I have a similar problem with the kitchen sink, but in my case it is almost certainly the water filter under the sink being clogged.  Probably I could make it 'go away' by taking off the panels, find out what filter it is, and clean/replace it.  I just haven't gotten around to it yet.


----------



## DL Rupper (Feb 12, 2007)

Re: Water systems

Turn off the city water at the tap when you are ready to take a shower and use your pump and onboard fresh water.  Of course this takes quite of bit work to go out and disconnect the city water and turn it back on.   :approve:


----------



## Grandview Trailer Sa (Feb 12, 2007)

Re: Water systems

You did not say what RV you had but if you have house type filter, take it out of the system.  Use an in line filter that goes in the water hose.  It will give you more pressure.  

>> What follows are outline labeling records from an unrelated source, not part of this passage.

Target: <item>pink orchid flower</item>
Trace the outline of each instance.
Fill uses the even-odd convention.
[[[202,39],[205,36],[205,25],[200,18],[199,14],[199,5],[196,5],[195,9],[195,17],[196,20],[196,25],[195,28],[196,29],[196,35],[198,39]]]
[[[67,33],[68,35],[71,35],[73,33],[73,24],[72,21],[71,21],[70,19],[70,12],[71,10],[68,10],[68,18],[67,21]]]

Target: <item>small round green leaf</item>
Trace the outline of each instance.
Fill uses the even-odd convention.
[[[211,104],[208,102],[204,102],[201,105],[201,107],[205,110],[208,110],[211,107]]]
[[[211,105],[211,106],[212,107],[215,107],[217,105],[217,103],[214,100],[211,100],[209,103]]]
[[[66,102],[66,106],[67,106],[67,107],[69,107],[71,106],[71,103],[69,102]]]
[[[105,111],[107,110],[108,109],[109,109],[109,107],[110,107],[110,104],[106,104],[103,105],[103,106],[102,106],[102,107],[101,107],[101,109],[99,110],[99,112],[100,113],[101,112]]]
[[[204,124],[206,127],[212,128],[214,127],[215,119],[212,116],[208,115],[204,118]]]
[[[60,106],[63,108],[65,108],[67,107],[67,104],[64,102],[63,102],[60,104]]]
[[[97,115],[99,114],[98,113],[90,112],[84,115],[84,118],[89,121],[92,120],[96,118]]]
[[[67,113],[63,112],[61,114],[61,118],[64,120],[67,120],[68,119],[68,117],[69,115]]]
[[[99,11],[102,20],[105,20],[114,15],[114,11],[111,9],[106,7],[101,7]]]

Not sure why, but it works.


----------



## utmtman (Feb 12, 2007)

Re: Water systems

I dont know about your RV but with mine I can run the city and the water from the tank at the same time if I kick on the pump.  Maybe try that and see if the combined would work better for you and still not use all your tank water.


----------



## coolrv (Feb 13, 2007)

RE: Water systems

Thanks all, I've got some things to try!


----------



## C Nash (Feb 13, 2007)

Re: Water systems

Most of the shower heads in rvs are water savers and have very little waterflow. You can change them out to a better flowing spray head if water usage and holding tank is no problem.


----------



## DL Rupper (Feb 14, 2007)

Re: Water systems

Be careful if you use both your outside water and water pump at the same time.  You could have too much pressure and rupture a RV water pipe.  Thats why they make water pressure regulators.  Some RV parks supply city water at too high of pressure and you need to install a water pressure regulator at the tap.  Sometimes you are between a rock and a hard spot on what to do.  :clown:


----------



## Kirk (Feb 14, 2007)

Re: Water systems

There is no problem with running the water pump and the city water at the same time since the water pump shuts off by pressure it will never build pressure above about 45# where it shuts off. But it may also not helpa great deal. The shower head probably has a flow restricter in it that looks like a small disc with slots in it and that can be removed and will help a great deal. It can be found where the head connects to the hose that runs up to it. 

Assuming that you are also using a water pressure regulator, as all of us should, those that you find in the typical RV store have only a 1/4" fluid passage and when you run the shower that size restriction will not allow a large enough volume of water to give a good strong shower. If you go to one of the "whole house" style regulators, they have two passabes and each is about 5/8" and so will provide all of the water that you need. That type of pressure regulator is available from places like Camping World or on line from:
www.rvwaterfilterstore.com


----------



## coolrv (Feb 16, 2007)

Re: Water systems

Kirk, I do run a pressure regulator when on city water.  I'm not sure if you're recommending a new type regulator or just changing the flow restricter or both.  I wasn't aware that the shower would have a restricter.
Thanks


----------